← К описанию

Владимир Земцов - Великая армия Наполеона в Бородинском сражении



© Земцов В. Н., 2018

© ООО «Издательство «Яуза», 2018

© ООО «Издательство «Якорь», 2018

© ООО «Издательство «Эксмо», 2018

Введение

Война 1812 г. стала важнейшей вехой в российской и мировой истории. Катастрофа Великой армии Наполеона в России обозначила многие из тех проблем, которые и по сегодняшний день продолжают волновать воображение исследователей и политиков многих стран мира. Что такое дух народа и что такое загадочная «русская душа»? Как должны строиться отношения между Западом и Россией в европейской и мировой политике? Как соотнести национальный интерес отдельных европейских стран с интересами Единой Европы? Что является решающим в принятии великих государственных решений – рок «исторической предопределенности», совокупная воля большинства общества или же решимость его отдельных лидеров? Поиски ответов на эти и многие другие вопросы, связанные с событиями 1812 г., кульминацией которых стало Бородинское сражение, привели к появлению в России и за рубежом почти необозримой исторической, художественной и публицистической литературы.

Столь длительный, а нередко и достаточно стойкий интерес к войне 1812 г. и Бородину предопределил рождение иллюзии о некоей «прозрачности» событий Бородинской битвы, об очевидности причин, ее породивших, хода и последствий. В сущности, все книги о Бородинском сражении длительное время с удивительным постоянством воспроизводили в каждой отдельно взятой стране одни и те же национально ограниченные сюжеты и вызывали одни и те же национально определенные чувства. Историческая память каждого народа, участвовавшего в сражении или наблюдавшего его издалека (как, например, обстояло дело с британцами и североамериканцами), оказалась основана на одном, строго определенном мифе-основании, созданном как путем воздействия коллективных представлений той или иной нации, так и благодаря манипуляциям, производимым с этим мифом государственной властью.

Помимо этих «ловушек» исторической памяти, была и другая причина, предопределявшая иллюзию «изученности» Бородинской битвы, а именно последовательное стремление историков к «научному», то есть фактически к структуралистски заданному, объяснению событий грандиозной битвы, когда все многообразие человеческих трагедий тех дней сводилось к неким общим социологизированным или военно-социологизированным схемам. Живые люди либо исчезали со страниц такого рода научных исследований, либо же превращались в заложников «объективных обстоятельств» социального, военного, политического или иного рода.

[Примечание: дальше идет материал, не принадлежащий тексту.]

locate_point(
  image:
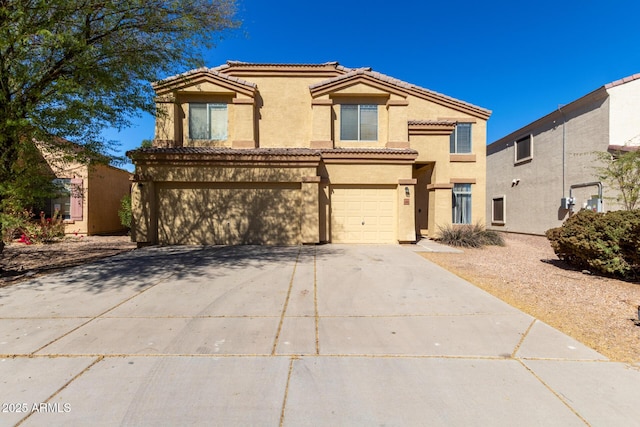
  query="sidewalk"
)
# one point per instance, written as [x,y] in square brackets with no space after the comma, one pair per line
[327,335]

Сегодня, на наш взгляд, стал наблюдаться явный поворот к живому человеку прошлого, который боролся, страдал и умирал на Бородинском поле в 1812 г. Это стало возможным вследствие отказа исторической науки от идеи всеобщего детерминирования, отхода от жестких структуралистских подходов, благодаря появлению «микроисторической» парадигмы в гуманитарном знании. И все же проблема выбора познавательных процедур, с помощью которых мы смогли бы отделить «запрограммированность» в действиях участников тех далеких событий от результатов воздействия на их поступки неожиданных порывов воли или минутной слабости, эмоционального настроя или наполненности желудка, не становится менее сложной. В этой связи обращает на себя внимание опыт, уже накопленный исторической и военно-исторической психологией, военно-исторической социологией, военно-исторической просопографией и другими смежными направлениями в исследовании «человека воюющего» прошедших столетий[1].

Попытаемся обозначить наши исследовательские процедуры. Первым делом мы должны выявить, дабы избежать их, многочисленные ловушки, расставленные историографической традицией. Не следует принимать гипотезы, рожденные историками или участниками событий, за реальные объекты познания. Этого можно добиться, только идентифицировав природу национальных историографических традиций, находящихся в зависимости от колебаний истории, исторической мысли и исторической памяти наций, и обратить взоры исключительно к первичному историческому материалу. Решению этой задачи подчинена первая глава книги.